The UK economy looks to be in rude health with economic growth picking up sharply over the last quarter. According to the latest Bank of England (BoE) report, the recovery in economic activity is ‘most pronounced’ in the consumer-facing services sector after Covid restrictions were loosened in April, with output in some sectors ‘around pre-Covid levels’. The BoE expects the UK economy to grow by 7.25% this year, supported by the successful vaccination program and continued unwinding of lockdown measures, while the Confederation of British Industry (CBI) is more bullish and expects UK GDP to grow by 8.2% this year and 6.1% next year.
This bullish backdrop may come under pressure when the Government’s furlough scheme ends at the end of September. The Office for National Statistics (ONS) said recently that the percentage of workers on furlough has dropped from 20% in late January this year to 7% in late May, although this still leaves 1.5 million workers on the scheme. The end of Q3 will be an important time for the government if they are to get unemployment back down to pre-covid levels.

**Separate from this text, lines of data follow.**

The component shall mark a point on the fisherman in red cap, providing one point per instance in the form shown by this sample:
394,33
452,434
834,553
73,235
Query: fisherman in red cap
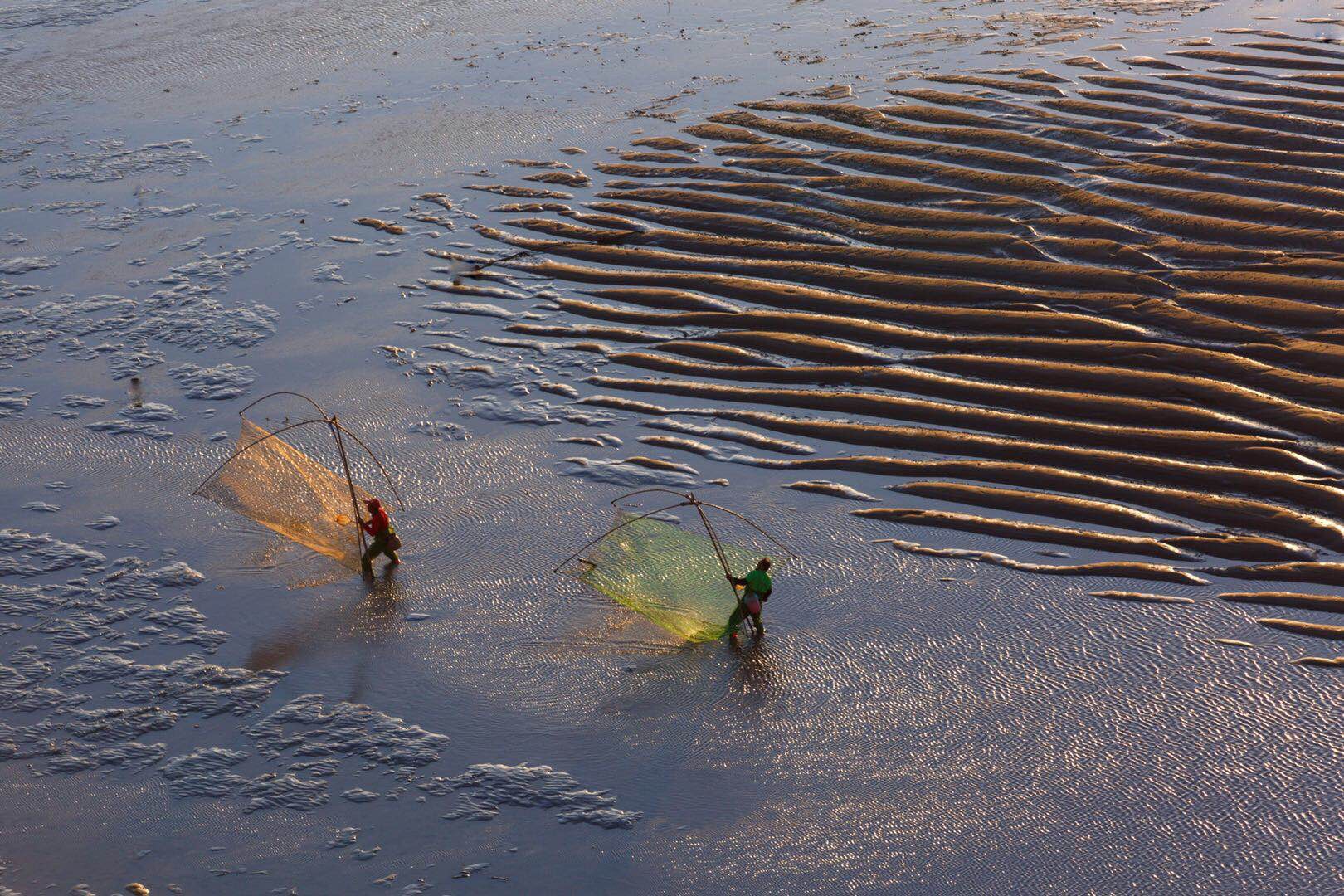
385,540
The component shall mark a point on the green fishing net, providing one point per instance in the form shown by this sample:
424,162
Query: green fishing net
668,574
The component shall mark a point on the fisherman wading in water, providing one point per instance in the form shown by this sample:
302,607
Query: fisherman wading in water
757,587
383,536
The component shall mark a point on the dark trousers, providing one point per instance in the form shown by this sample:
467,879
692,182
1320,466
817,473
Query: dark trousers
741,613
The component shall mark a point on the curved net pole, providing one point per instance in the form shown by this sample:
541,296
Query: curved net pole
350,481
251,445
773,540
320,409
342,427
718,553
619,525
689,497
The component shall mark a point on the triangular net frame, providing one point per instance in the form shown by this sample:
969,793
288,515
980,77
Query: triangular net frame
670,574
273,483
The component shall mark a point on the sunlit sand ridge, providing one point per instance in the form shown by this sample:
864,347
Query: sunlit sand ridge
1105,293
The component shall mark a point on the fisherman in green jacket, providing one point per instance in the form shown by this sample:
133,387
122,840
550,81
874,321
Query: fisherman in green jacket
756,590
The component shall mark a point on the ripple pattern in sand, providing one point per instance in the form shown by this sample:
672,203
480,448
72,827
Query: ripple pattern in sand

Price pressures in the UK are also pushing higher with annual inflation hitting 2.1% in May, above the central bank’s target. The BoE expects inflation to exceed 3% for a temporary period, driven higher by energy and commodity prices. This outlook has prompted the market to bring forward thoughts of UK interest rate hikes, although if the recent developments in the US are anything to go by, the BoE will hold back on hiking rates until hard data makes it difficult to avoid.
UK data releases will now play an even more important role in any trading setup with the BoE becoming increasingly data-dependent. While most official data is backward-looking, the confirmation or not, of a trend in growth, employment or inflation, will be used as justification for any moves in monetary policy. The BoE will focus on inflation over the next few months and while they currently see the overshoot as temporary, they must be careful not to paint themselves into a monetary policy corner if price pressures become increasingly sticky.
Over the past two quarterly reports, we have been cautiously optimistic about Sterling and remain so, though we do recognise that the best performing quarters may be behind us. The British Pound may struggle to move meaningfully higher against the US dollar as expectations of tighter monetary policy in the US grow. Sterling may have a better chance of appreciation against other currencies, especially those for countries that are expected to keep monetary policy loose. Traders looking for bullish Sterling plays may be minded to look at GBP/JPY or EUR/GBP, while GBP/CHF may soon break out of its recent trading range.